Comme pour la plupart des programmes SEL, les élèves du secondaire– en particulier les lycéens – ont tendance à être une réflexion après coup, a déclaré Woolf, et il peut être difficile de trouver de bons programmes et ressources adaptés aux étudiants plus âgés. Cela est particulièrement problématique étant donné que ce groupe d’âge a le plus besoin de ces soutiens lorsqu’il navigue dans la technologie.

Une façon de résoudre ce problème, a déclaré Woolf, est de consulter les élèves du secondaire sur leurs besoins d’apprentissage socio-émotionnels en ce qui concerne la technologie. En tant que natifs du numérique, ils comprennent mieux leurs besoins que les adultes, a-t-il déclaré.

Les écoles devraient également solliciter les commentaires des élèves sur les politiques technologiques de leur école, telles que l’utilisation des smartphones, afin à la fois d’élaborer des politiques plus significatives et d’impliquer les élèves dans le processus, recommande Woolf. La voix des étudiants, ou donner aux étudiants la possibilité d’avoir leur mot à dire sur la gestion de leur école, est un principe du SEL.

Atténuer la tension entre la technologie et le développement socio-émotionnel

Pendant longtemps, la technologie et l’apprentissage socio-émotionnel ont été considérés comme des choses distinctes, parfois même en contradiction l’une avec l’autre parce que la technologie était perçue comme sapant les compétences sociales des élèves.

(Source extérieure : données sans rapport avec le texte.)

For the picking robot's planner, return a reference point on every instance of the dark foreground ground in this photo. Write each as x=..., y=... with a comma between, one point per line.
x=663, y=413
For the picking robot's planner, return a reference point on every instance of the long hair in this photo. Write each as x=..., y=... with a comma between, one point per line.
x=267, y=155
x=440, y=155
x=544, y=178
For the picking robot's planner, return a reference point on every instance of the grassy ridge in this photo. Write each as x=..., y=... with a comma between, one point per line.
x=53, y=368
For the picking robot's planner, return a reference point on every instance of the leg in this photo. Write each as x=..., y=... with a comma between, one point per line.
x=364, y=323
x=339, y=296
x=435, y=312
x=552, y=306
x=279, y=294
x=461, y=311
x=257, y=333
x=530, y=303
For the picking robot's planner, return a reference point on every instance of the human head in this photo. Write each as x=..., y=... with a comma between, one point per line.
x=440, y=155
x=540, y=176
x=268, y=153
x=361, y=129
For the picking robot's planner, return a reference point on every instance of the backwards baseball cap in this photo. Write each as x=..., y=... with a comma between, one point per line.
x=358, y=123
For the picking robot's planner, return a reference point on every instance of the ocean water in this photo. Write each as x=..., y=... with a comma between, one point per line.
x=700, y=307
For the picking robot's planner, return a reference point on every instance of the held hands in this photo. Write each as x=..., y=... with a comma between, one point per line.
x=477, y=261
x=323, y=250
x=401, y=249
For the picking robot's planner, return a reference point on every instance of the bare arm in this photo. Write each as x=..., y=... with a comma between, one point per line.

Mais la pandémie a obligé les écoles à penser à offrir un apprentissage socio-émotionnel et d’autres soutiens au bien-être de nouvelles manières, a déclaré Woolf. Et tandis que l’apprentissage socio-émotionnel peut aider à soutenir une utilisation saine de la technologie, l’inverse est également vrai, même s’il est souvent négligé : la technologie peut également soutenir le SEL.

Il existe des outils d’enregistrement basés sur des applications, tels que des compteurs d’humeur, où les élèves appuient sur un emoji qui décrit leur humeur actuelle et, en fonction de ce qu’ils sélectionnent, un lien vers une activité de pleine conscience connexe. C’est moins de travail pour les enseignants que les compteurs d’humeur en papier traditionnels, a déclaré Woolf, et cela permet au district de collecter et de voir beaucoup plus facilement les tendances à travers les données.

Les programmes de gestion des données avec des tableaux de bord permettent également aux écoles de collecter et d’analyser plus facilement les données importantes pour comprendre les besoins et les capacités socio-émotionnels des élèves, a déclaré Schlinger de CASEL. Les données d’enquête sur la question de savoir si les élèves se sentent engagés, connectés ou en sécurité à l’école peuvent être facilement ventilées par sexe, âge, race, revenu et autres facteurs.

Comme pour beaucoup d’autres produits et services technologiques, ces avancées entraînent d’importantes préoccupations en matière de confidentialité.

“J’ai entendu beaucoup de parents et d’enseignants, si nous allons demander aux élèves comment ils se sentent, cela pourrait soulever des informations sensibles”, a déclaré Woolf.

La technologie peut aider les éducateurs d’autres façons, a déclaré Schlinger. Zoom et d’autres outils de vidéoconférence ont permis aux enseignants de rencontrer plus facilement les parents, en établissant ces relations cruciales, a déclaré Schlinger et ils ont rendu les opportunités de PD, y compris celles pour améliorer le SEL, plus accessibles aux enseignants.

Alors que la technologie a créé de nouveaux défis pour le développement socio-émotionnel des enfants – et pour les éducateurs enseignant ces compétences – il n’est pas utile de considérer les deux comme distincts ou en tension les uns avec les autres, a déclaré Schlinger.

“La technologie ne disparaît pas, nous devons donc fournir ces compétences à nos jeunes”, a-t-elle déclaré.